I don’t think it needs any analytic philosophy, only political philosophy (maybe Sue?) and ethics.

Peter Singer is tame enough. Of course he’s very busy and probably couldn’t give it much time, but I bet you $10 he’d be interested in being involved in some way.

We might want to include Mary Crotty, in Law at USyd, who works on refugees (which could fit into your framework) and who’s a friend of Singer’s. We could also get advice from Andrew Bartlett. OK if I CC Andrew and Claire on this conversation?

Two key things i can think of right now that would need to be built in would be a) an account of the kinds of ‘meaning potential’ available at the time (in history). E.g. moving pictures were available to mass audiences during the holocaust but not during the campaign against slavery (and even stills not readily available or as ‘mass’)

Yes, except that we’d better stick to the present day, or at least the late 20th century, because it’s already such a horrifyingly broad project. I realise that we’ll narrow it as we go along in various ways, but I think we’d better start by narrowing it chronologically.

  1. need to cf mass opinion/ response from causes for individuals changing practice or changing mind (lots of potentially interesting theoretical stuff from areas like smoking cessation, general diet, religious and political change??)

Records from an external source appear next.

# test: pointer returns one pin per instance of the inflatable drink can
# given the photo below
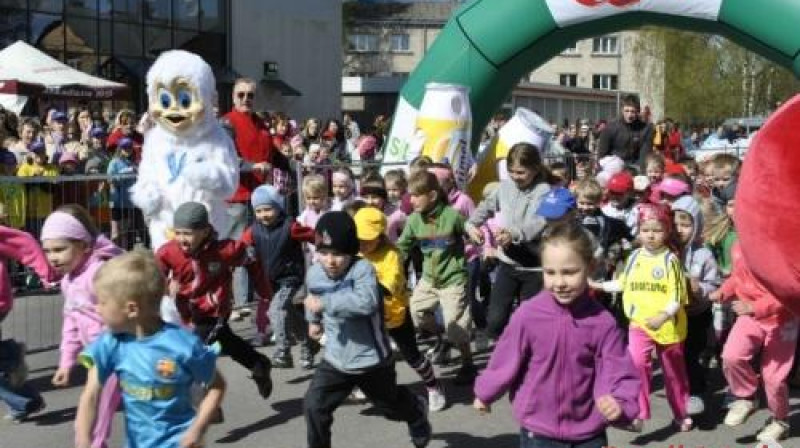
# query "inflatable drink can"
(444, 127)
(524, 127)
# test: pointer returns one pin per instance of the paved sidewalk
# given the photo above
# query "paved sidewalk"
(251, 422)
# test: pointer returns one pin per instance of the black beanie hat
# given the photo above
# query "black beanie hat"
(190, 215)
(337, 231)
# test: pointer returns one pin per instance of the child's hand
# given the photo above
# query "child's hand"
(191, 440)
(174, 288)
(313, 303)
(315, 331)
(594, 284)
(61, 377)
(742, 308)
(695, 285)
(475, 235)
(656, 322)
(481, 407)
(609, 407)
(503, 237)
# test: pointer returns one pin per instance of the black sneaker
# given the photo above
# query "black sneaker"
(261, 375)
(282, 361)
(218, 417)
(465, 375)
(307, 355)
(421, 430)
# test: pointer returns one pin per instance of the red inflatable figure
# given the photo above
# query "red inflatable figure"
(768, 205)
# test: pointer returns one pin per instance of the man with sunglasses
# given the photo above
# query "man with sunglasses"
(257, 157)
(629, 137)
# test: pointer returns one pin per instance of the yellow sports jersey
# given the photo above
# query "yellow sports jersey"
(39, 196)
(12, 196)
(391, 276)
(650, 282)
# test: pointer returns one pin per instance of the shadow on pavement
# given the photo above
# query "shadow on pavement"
(54, 418)
(284, 411)
(464, 440)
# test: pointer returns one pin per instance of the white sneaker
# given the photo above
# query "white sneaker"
(695, 405)
(739, 411)
(261, 340)
(481, 341)
(774, 431)
(436, 399)
(357, 396)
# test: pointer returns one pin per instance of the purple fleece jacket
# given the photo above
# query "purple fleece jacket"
(554, 361)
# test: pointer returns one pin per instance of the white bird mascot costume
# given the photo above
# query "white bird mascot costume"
(186, 156)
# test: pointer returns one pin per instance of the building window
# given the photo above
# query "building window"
(570, 50)
(400, 43)
(605, 45)
(568, 79)
(605, 82)
(364, 43)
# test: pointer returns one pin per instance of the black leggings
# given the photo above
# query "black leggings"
(405, 338)
(211, 330)
(510, 286)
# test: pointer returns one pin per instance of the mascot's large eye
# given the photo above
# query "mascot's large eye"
(184, 98)
(164, 98)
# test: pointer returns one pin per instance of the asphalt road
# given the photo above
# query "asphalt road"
(251, 422)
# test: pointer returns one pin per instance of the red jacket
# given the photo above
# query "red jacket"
(117, 135)
(205, 278)
(254, 145)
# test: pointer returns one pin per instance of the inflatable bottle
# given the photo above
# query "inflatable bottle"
(524, 127)
(444, 128)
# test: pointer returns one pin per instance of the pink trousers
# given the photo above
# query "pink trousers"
(777, 345)
(676, 380)
(110, 398)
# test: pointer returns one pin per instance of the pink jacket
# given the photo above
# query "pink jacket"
(742, 285)
(22, 247)
(308, 218)
(82, 324)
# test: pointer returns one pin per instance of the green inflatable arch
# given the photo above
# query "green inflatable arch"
(488, 45)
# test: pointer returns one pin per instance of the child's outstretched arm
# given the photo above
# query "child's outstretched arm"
(23, 247)
(70, 348)
(508, 361)
(617, 379)
(87, 408)
(193, 436)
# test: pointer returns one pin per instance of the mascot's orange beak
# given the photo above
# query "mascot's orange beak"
(767, 212)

Smoking — great idea because there’s so much research there and we can get at it via Claire Hooker, and via her friend Stacey Carter who I see is now working at VELIM and who is very friendly.

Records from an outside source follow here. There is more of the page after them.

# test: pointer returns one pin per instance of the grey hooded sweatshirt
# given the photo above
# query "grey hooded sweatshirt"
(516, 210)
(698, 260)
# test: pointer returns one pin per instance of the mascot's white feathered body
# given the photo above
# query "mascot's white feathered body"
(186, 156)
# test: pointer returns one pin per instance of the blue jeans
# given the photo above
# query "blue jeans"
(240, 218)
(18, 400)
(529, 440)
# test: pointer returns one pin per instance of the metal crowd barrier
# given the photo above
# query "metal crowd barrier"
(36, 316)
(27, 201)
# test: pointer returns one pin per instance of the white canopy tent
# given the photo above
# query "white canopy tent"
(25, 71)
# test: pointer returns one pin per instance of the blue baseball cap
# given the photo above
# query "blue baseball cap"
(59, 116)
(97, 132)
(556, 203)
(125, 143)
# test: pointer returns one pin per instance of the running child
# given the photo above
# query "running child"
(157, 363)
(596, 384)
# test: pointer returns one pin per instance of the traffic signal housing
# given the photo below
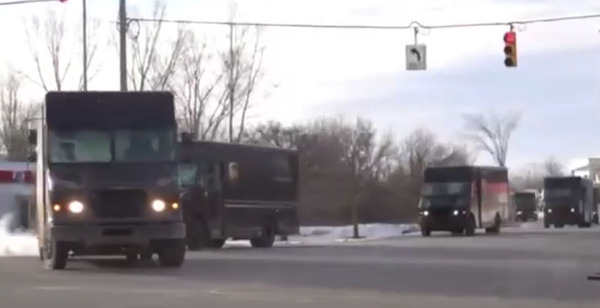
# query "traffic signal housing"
(510, 49)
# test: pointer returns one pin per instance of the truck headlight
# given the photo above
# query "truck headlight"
(158, 205)
(75, 207)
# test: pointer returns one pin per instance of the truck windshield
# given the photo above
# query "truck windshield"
(187, 175)
(445, 189)
(525, 201)
(84, 146)
(558, 193)
(144, 145)
(94, 146)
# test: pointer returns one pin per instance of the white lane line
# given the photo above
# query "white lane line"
(58, 288)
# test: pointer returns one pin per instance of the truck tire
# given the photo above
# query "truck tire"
(56, 254)
(266, 240)
(197, 234)
(497, 226)
(131, 257)
(470, 226)
(146, 256)
(172, 253)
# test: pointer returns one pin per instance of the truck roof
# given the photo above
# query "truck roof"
(109, 109)
(226, 145)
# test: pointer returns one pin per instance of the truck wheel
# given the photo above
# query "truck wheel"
(217, 243)
(265, 241)
(172, 253)
(131, 257)
(56, 254)
(197, 234)
(145, 256)
(497, 225)
(470, 227)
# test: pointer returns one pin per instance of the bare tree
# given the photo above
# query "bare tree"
(153, 61)
(492, 133)
(201, 111)
(52, 51)
(242, 64)
(421, 149)
(14, 116)
(553, 167)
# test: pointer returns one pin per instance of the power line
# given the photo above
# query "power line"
(25, 2)
(413, 24)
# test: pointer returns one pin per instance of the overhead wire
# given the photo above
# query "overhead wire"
(411, 25)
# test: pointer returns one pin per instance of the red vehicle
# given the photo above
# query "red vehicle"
(464, 198)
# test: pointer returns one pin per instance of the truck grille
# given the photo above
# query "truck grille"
(119, 203)
(441, 213)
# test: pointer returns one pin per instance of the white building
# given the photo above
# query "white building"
(16, 184)
(589, 170)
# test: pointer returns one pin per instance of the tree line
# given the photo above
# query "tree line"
(349, 171)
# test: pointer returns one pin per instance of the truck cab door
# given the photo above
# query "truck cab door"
(213, 197)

  1. how the different kinds of meaning potential likely to change opinion/ practice might (or might not) vary with the issue, the ‘level’ (population/ individual/ household), and the extent of change (e.g. vegetarian but not vegan, eg. war’s ok but this war’s not, etc.) and if so why.

Yes, good.

I think we might also get some good value out of Lesley Rogers (UNE) and/or Gisela Kaplan (also UNE) who work on animal intelligence, and maybe we could slice the project a bit differently so that it asks about changing ideas about animals in the sciences, public life and private life… (which then brings opportunities to use the Kanzi/ Panbanisha material etc etc) Maybe not though, because it seems important for funding to tackle or compare issues that people are disposed towards funding critique of, like smoking and even war. Agree with you about 20th C, but the slavery debate and history is really the closest I can think of to the sort of thing we’d like to see. ie we want a case study of at least one almost complete flip in the thinking of large populations from ‘x is normal’ to ‘x is abhorrent and unjustifiable’. Perhaps the holocaust would do for this (where the analogy is racial discrimination to the point of inhuman treatment was tolerated across the world, then changed drastically, but of course the change is not as complete or as widespread as with slavery - or is my history just crap?). Maybe an even better analogy to use is women’s suffrage - we wouldn’t need to go back further than the 20th Century but it has that “how could we possibly have not let women vote - it’s ridiculous” factor that I’m after.